While such an uncertainty disclosure may have been included as a footnote in the client’s financial statements, it is not a result of the auditor raising that doubt. The doubt is either there or it is not. If there is doubt, such as recurring losses, lack of capital, dependence on additional financing, etc., the reporting entity must disclose this uncertainty in their financial statements under generally accepted accounting principles (GAAP). It is the auditor’s job to ensure those disclosures are present in accordance with GAAP, if the doubt exists. Where this doubt exists, the auditor has a duty to mention it in their report. He or she [is] only doing so to bring attention to a footnote the company has already included [in] its financial statements.
Keep in mind, the auditor doesn’t run the business—the business’ management does. The financial information that is [the] basis for the audit report is prepared by the company’s management. The auditor’s role is to provide assurance that the financial statements are fairly presented and materially free of errors and fraud.
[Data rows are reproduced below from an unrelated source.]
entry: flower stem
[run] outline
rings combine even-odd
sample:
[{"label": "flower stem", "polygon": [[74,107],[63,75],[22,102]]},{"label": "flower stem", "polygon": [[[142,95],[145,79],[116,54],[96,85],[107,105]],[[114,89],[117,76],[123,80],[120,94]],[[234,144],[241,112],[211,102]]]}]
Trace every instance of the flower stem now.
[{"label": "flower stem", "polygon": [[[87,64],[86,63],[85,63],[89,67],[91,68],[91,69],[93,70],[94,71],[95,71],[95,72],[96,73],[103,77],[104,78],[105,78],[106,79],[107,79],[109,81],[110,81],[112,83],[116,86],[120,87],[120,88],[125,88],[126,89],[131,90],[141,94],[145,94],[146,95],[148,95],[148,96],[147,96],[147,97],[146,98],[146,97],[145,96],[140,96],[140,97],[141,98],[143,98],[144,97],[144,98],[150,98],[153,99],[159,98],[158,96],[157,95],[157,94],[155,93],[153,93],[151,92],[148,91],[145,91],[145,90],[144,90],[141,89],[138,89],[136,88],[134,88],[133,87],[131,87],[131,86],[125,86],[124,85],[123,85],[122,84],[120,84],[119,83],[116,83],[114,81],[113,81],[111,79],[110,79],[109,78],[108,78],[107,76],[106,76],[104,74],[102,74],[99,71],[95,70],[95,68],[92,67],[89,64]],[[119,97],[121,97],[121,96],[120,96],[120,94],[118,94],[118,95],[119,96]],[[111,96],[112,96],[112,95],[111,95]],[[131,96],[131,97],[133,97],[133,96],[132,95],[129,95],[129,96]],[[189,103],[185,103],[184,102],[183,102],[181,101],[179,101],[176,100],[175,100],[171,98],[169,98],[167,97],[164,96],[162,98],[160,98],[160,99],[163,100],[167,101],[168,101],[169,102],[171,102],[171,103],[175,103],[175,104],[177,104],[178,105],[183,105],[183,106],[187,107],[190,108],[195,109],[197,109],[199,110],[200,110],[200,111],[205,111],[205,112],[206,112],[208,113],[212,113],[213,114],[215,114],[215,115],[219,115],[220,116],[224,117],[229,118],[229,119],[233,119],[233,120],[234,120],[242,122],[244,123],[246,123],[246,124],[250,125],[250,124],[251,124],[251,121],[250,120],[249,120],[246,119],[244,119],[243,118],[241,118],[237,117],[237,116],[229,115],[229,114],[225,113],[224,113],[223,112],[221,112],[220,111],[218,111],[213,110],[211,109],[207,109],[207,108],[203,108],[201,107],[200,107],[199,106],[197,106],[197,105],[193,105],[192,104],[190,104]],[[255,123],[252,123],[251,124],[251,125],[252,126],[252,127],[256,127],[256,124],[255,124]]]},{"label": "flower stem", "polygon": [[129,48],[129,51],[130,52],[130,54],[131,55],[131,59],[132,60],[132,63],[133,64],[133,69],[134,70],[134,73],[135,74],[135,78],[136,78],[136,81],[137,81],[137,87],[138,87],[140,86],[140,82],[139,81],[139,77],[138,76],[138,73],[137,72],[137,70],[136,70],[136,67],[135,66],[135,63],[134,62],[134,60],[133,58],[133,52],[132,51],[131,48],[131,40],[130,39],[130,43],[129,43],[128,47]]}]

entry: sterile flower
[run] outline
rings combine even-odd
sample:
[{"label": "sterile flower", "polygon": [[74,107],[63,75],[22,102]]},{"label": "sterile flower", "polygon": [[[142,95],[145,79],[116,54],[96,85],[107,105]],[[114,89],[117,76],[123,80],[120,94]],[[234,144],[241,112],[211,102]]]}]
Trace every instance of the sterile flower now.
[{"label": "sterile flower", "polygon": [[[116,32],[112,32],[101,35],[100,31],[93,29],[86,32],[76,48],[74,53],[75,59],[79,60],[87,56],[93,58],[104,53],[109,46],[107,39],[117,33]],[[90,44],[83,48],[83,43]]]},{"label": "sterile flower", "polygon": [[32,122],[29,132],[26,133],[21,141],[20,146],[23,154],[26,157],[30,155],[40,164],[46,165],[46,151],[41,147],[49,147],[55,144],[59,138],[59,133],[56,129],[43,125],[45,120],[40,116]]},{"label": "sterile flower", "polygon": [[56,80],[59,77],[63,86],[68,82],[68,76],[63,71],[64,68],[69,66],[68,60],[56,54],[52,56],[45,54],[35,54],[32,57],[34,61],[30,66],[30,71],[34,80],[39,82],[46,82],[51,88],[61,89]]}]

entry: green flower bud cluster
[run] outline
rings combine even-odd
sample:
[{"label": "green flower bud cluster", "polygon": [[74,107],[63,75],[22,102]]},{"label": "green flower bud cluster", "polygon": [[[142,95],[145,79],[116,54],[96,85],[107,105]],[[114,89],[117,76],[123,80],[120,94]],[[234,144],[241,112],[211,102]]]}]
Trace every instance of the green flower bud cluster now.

The audit is important for any business and the users of its financial information, and certified public accountants are the only financial professionals licensed to provide this service. Their qualifications as objective experts give them the authority to express a professional opinion on the fairness of a company’s financial statements. But the job of raising concerns over a company’s financial well-being by including footnotes in its financial statements are the responsibility of the business management. The ultimateconclusions as to how that information is to be interpreted lie with the users of it.